2. Kontrak standar khusus, artinya
kontrak standar yang ditetapkan pemerintah baik adanya dan berlakunya untuk
para pihak ditetapkan sepihak oleh pemerintah.
Ø Jenis-Jenis Kontrak Standar
Ditinjau dari segi pihak mana yang
menetapkan isi dan persyaratan kontrak sebelum mereka ditawarkan kepada
konsumen secara massal, dapat dibedakan menjadi:
a.
kontrak standar yang isinya
ditetapkan oleh produsen/kreditur;
b.
kontrak standar yang isinya
merupakan kesepakatan dua atau lebih pihak;
c.
kontrak standar yang isinya
ditetapkan oleh pihak ketiga.
Ditinjau
dari format atau bentuk suatu kontrak yang persyaratannya dibakukan, dapat
dibedakan dua bentuk kontrak standar, yaitu:
a.
kontrak standar menyatu;
b.
kontrak standar terpisah.
Ditinjau
dari segi penandatanganan perjanjian dapat dibedakan, antara:
a. kontrak
standar yang baru dianggap mengikat saat ditandata- ngani;
b. kontrak
standar yang tidak perlu ditandatangani saat penutupan.
Ø Pengertian Perjanjian
Untuk
mengetahui apa yang dimaksud dengan perjanjian, kita melihat pasal 1313 KUHPdt,
yaitu “perjanjian adalah suatu perbuatan dengan mana satu orang atau lebih
mengikatkan dirinya terhadap satu orang atau lebih lainnya”. Ketentuan pasal
ini sebenarnya kurang begitu memuaskan, karena ada beberapa kelemahan.
Kelemahan-kelemahan tersebut adalah seperti :
(a) Hanya
menyangkut sepihak saja
Hal
ini diketahui dari perumusan “satu orang atau lebih mengikatkan dirinya
terhadap satu orang atau lebih lainnya”. Kata kerja “mengikatkan” sifatnya
hanya datang dari satu pihak saja, tidak dari kedua belah pihak.
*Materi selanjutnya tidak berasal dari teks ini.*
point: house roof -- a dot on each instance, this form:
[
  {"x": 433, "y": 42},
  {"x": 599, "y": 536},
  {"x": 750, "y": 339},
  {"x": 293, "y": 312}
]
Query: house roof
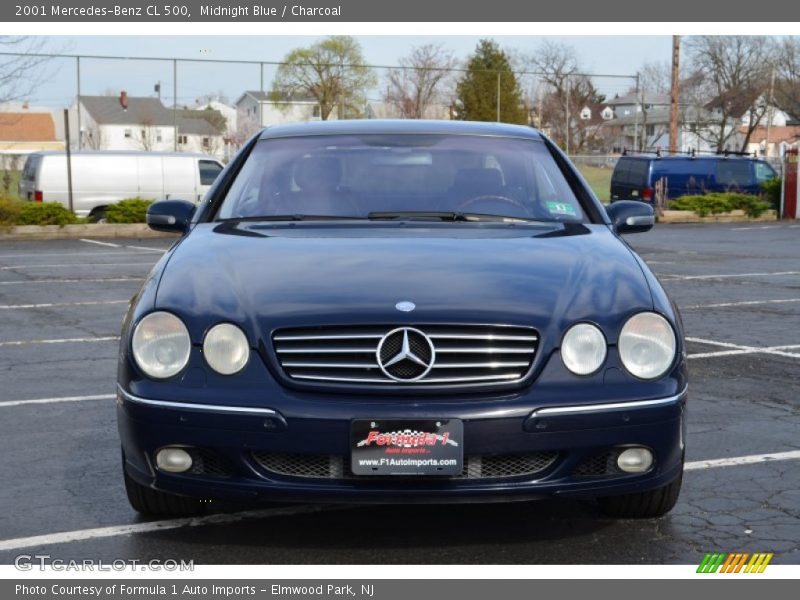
[
  {"x": 789, "y": 133},
  {"x": 27, "y": 127},
  {"x": 107, "y": 110}
]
Seharusnya
perumusan itu “saling mengikatkan diri”, jadi ada konsensus antara pihak-pihak.
(b) Kata
perbuatan mencakup juga tanpa konsensus.
Dalam
pengertian “perbuatan” termasuk juga tindakan melaksanakan tugas tanpa kuasa
(zaakwaarneming), tindakan melawan hukum (onrechmatige daad) yang tidka
mengandung suatu konsensus. Seharusnya pakai kata “persetujuan”.
(c) Pengertian
penjanjian terlalu luas.
Pengertian
perjanjian pada pasal tersebut terlalu luas, karena mencakup juga pelangsungan
perkawinan, janji kawin, yang diatur dalam lapangan hukum keluarga. Padahal
yang dimaksud adalah hubungan antara debitur dan kreditur dalam lapangan harta
kekayaan saja.
(d) Tanpa
menyebut tujuan
Dalam
perumusan pasal itu tidak disebutkan tujuan mengadakan perjanjian, sehingga
pihak-pihak mengikatkan diri itu tidak jelas untuk apa.
Atas
dasar alasan-alasan yang dikemukakan di atas, maka perlu dirumuskan kembali apa
yang dimaksud dengan perjanjian. Berdasarkan alasan-alasan tersebut, maka
“perjanjian adalah suatu persetujuan dengan nama dua orang atau lebih saling
mengikatkan diri untuk suatu hal dalam lapangan harta kekayaan”. Hukum yang
mengatur tentang perjanjian ini disebut hukum perjanjian (law of contract).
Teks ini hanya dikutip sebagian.